If $G$ is abelian, it has a subgroup in every order of $|G|'s$ divisors?

Question

Assume that $G$ is an abelian group, I read somewhere that it can be derived from Lagrange's theorem that it has a number of subgroups that is equal to the number of $G$'s divisors.

Why does it hold? I'm confused...

Answer 1

Yes, the fundamental theorem of finite abelian groups trivializes it. We also prove it without this theorem using strong induction. The base case when the order is $n$ and $n=1$ is trivial.

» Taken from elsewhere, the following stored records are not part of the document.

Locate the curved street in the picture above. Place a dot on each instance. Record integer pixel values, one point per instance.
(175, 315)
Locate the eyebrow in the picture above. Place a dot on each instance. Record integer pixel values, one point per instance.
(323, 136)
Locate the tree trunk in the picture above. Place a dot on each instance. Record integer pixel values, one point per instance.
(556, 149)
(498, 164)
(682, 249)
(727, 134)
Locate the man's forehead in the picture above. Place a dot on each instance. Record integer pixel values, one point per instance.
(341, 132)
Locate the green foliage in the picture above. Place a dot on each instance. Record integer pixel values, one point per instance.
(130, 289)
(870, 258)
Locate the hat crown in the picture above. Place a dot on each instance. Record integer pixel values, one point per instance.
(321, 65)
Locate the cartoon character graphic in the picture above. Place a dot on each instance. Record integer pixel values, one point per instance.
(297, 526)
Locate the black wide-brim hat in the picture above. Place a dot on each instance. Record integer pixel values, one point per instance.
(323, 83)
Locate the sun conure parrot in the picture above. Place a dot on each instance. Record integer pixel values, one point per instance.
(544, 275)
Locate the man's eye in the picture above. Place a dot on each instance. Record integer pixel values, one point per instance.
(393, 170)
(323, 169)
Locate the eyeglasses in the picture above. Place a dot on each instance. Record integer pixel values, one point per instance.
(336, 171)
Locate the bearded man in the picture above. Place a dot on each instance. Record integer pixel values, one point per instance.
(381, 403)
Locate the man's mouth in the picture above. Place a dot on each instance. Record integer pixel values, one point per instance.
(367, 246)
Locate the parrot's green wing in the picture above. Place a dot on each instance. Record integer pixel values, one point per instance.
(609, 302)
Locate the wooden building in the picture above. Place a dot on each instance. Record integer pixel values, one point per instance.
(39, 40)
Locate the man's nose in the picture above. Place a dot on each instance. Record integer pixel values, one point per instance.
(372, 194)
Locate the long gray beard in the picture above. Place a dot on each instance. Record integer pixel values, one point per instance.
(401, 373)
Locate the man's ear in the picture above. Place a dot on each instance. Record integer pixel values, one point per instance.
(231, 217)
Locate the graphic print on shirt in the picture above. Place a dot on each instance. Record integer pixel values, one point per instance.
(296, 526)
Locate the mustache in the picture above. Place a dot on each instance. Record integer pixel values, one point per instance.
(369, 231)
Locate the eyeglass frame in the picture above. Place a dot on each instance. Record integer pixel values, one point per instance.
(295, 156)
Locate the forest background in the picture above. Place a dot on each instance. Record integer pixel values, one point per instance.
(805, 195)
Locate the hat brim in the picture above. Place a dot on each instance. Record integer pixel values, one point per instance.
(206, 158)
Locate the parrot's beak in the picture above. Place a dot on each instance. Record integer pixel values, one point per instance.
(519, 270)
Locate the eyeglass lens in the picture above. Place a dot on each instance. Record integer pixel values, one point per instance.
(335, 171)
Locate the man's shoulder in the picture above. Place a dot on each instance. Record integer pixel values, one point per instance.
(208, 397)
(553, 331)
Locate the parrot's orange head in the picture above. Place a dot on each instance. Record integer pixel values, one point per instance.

Inductive step: Let $|G|=n$ and $d|n$ we need to prove there is a subgroup of order $d$. If $d=1$ we are done. Else let $p$ be a prime dividing $d$. By Cauchy's theorem there is a subgroup $P$ of $G$ of order $p$. Since $G$ is abelian, $P$ is normal. Hence we can consider the homomorphism $\varphi:G\rightarrow \frac{G}{P}$. The group $\frac{G}{P}$ has order $\frac{n}{p}$. By the inductive hypothesis there is a subgroup $C$ of $\frac{G}{P}$ of order $\frac{d}{p}$.

Apply the first isomorphism theorem:

$\frac{\varphi^{-1}(C)}{P}\cong C$. This tells us $|\varphi^{-1}(C)|=|P||\frac{G}{P}|=p\frac{d}{p}=d$. So $\varphi^{-1}(C)$ is the group we were looking for.

Answer 2

Perhaps what you mean is that if $G$ is a finite abelian group of order $n$, then $G$ has at least one subgroup of order $d$ for every divisor $d\ge 1$ of $n$. This claim follows easily from the fundamental theorem of finite abelian groups. Note that it does not state that there is a unique subgroup of every divisor. In fact, a finite group $G$ is cyclic if, and only if, it has at most one subgroup of every possible divisor. In any case, the general theorem does not state how many subgroups of a particular order there are. Only that there is at least one of every possible divisor.

Obviously, there is precisely one subgroup of order $1$ and precisely one subgroup of order $n$. Each of the cyclic groups $\mathbb Z_n$ has precisely one subgroup of every possible order. The Klein group $\mathbb Z_2 \times \mathbb Z_2$ has three subgroups of order $2$.